New Delhi, April 14 | Updated: Apr 15 2004, 05:30am hrs
Imports of liquified natural gas (LNG) from Iran will set a new benchmark for pricing of this imported fuel in India. In a major departure from the earlier pricing practices, the Iranian national gas company NIGEC has agreed in principle to a two-part pricing formula for LNG exports to India. The new pricing formula, suggested by Gail India Limited (governments nodal agency for importing 5 mtpa LNG from Iran), is expected to make LNG imports into India substantially cheaper than what was negotiated with RasGas of Qatar.

Gail chairman and managing director Proshanto Banerjee is shortly leaving for Iran where he is expected to finalise details for developing a sales and purchase agreement (SPA) with NIGEC for importing 5 million tonnes per annum (mtpa) of LNG into India.

While Mr Banerjee refused to give any numbers, sources said Gail is negotiating a price which will be at least 15-20 per cent cheaper that the imported LNG price from Qatar.

This means that as against the agreed FOB price of $2.53 per mmbtu between Petronet LNG Ltd (PLL) and RasGas, the Iranian LNG price would be close to $2 per mmbtu, which is a substantial reduction.

Under the new two-part pricing formula, all investments in Iran including the LNG liquifaction terminal and export facilities developed by NIGEC will form part of the fixed component. The variable component will be linked to the price of crude, which again will not be the Japanese Crude cocktail (average of some 40 varieties of crude) as in case of pricing formula with RasGas) but will be the Brent crude, widely accepted benchmark for crude. JCC on the otherhand is specific to Japanese economy and for Indian context Gail has proposed indexation with the Brent crude. Therefore the cost of LNG production will now be on cost plus basis and not on market determined practices being followed till now.

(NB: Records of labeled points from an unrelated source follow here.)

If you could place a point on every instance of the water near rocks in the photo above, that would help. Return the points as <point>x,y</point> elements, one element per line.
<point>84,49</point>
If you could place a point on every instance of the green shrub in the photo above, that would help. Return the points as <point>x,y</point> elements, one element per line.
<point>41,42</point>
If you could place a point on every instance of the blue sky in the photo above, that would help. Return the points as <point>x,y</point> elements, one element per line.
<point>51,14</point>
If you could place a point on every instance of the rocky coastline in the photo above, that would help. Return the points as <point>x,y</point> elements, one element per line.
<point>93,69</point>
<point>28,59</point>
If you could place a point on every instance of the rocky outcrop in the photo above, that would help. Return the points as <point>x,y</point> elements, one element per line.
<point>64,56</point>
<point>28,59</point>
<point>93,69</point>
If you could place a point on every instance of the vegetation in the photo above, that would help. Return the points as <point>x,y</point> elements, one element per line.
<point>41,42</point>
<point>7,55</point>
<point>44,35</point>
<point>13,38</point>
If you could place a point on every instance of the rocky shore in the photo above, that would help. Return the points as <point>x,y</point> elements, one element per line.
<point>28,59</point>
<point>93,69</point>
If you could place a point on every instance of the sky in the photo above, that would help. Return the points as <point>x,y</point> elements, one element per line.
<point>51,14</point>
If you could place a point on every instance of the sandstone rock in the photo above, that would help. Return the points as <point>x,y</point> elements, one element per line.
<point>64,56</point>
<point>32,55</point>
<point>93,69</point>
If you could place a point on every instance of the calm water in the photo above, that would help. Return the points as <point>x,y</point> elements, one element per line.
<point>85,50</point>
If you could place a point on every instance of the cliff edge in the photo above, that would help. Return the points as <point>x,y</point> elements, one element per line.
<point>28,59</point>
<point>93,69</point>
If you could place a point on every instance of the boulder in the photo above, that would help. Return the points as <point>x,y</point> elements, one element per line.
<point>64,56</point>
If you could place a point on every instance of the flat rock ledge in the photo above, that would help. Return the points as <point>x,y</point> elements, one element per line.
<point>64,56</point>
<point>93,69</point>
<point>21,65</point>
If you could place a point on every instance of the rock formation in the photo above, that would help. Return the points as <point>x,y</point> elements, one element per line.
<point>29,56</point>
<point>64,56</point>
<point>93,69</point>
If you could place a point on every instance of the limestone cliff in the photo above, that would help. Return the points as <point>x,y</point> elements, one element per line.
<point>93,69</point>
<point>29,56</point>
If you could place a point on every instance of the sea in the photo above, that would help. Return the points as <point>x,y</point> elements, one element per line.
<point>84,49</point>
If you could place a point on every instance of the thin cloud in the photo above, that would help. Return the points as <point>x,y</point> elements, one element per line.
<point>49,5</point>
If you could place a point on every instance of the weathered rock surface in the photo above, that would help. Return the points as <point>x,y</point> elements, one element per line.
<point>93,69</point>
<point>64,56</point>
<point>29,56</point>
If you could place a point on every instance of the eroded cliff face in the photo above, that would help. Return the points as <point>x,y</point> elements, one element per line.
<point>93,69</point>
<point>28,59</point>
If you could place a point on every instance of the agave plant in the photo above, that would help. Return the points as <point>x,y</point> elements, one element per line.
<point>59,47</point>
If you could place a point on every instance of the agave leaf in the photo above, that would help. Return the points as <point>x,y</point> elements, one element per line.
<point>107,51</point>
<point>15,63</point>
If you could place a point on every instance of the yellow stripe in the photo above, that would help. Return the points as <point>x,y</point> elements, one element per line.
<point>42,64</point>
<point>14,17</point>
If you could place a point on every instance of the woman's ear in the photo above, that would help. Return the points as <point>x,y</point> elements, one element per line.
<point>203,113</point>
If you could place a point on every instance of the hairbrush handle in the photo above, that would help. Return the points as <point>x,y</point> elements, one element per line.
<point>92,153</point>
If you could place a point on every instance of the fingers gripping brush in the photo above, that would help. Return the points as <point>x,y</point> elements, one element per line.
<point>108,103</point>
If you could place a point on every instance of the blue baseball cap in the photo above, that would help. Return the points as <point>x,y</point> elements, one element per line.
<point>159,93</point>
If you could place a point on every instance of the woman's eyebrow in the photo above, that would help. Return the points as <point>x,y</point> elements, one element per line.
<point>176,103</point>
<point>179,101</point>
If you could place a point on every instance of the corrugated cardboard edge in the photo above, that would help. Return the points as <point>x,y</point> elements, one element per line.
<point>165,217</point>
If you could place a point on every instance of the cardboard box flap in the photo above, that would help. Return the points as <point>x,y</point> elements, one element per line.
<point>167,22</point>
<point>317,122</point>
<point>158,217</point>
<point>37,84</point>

It is significant to note here that if LNG from Iran is imported at a cheaper price RasGas may be forced to revise its price. Petronet LNG Limited (PLL) has signed a side agreement with RasGas as per which the latter will review and renegotiate the LNG prices if the market situation warrants i.e., if any other entity brings in regassified LNG of significant quantities (specified as 2.5 mmtpa on a long term basis) at a cost lower than RasGas, the latter will match the price.

Gail has led the discussions on sourcing of LNG from Iran and so far three joint meetings have been held with the National Iran Gas Export Company (NIGEC) in Tehran. The last meeting was held in Tehran in February this year.

The Iranian side has indicated availability of 5MMT of LNG from 2008. Company officials said discussions were held to converge on the principles for commercial terms so that negotiation of sale purchase agreement (SPA) could be commenced at the earliest.

Although broad terms were finalised during the first two meetings, major commercial issues could not be resolved. Therefore, to take forward this initiative the third meeting was held at the directors level where it was agreed that the pricing formula will have a fixed & a variable component, the indexation of LNG price will be with Brent crude as against JCC, there will be a clause for price revision besides the take or pay obligations.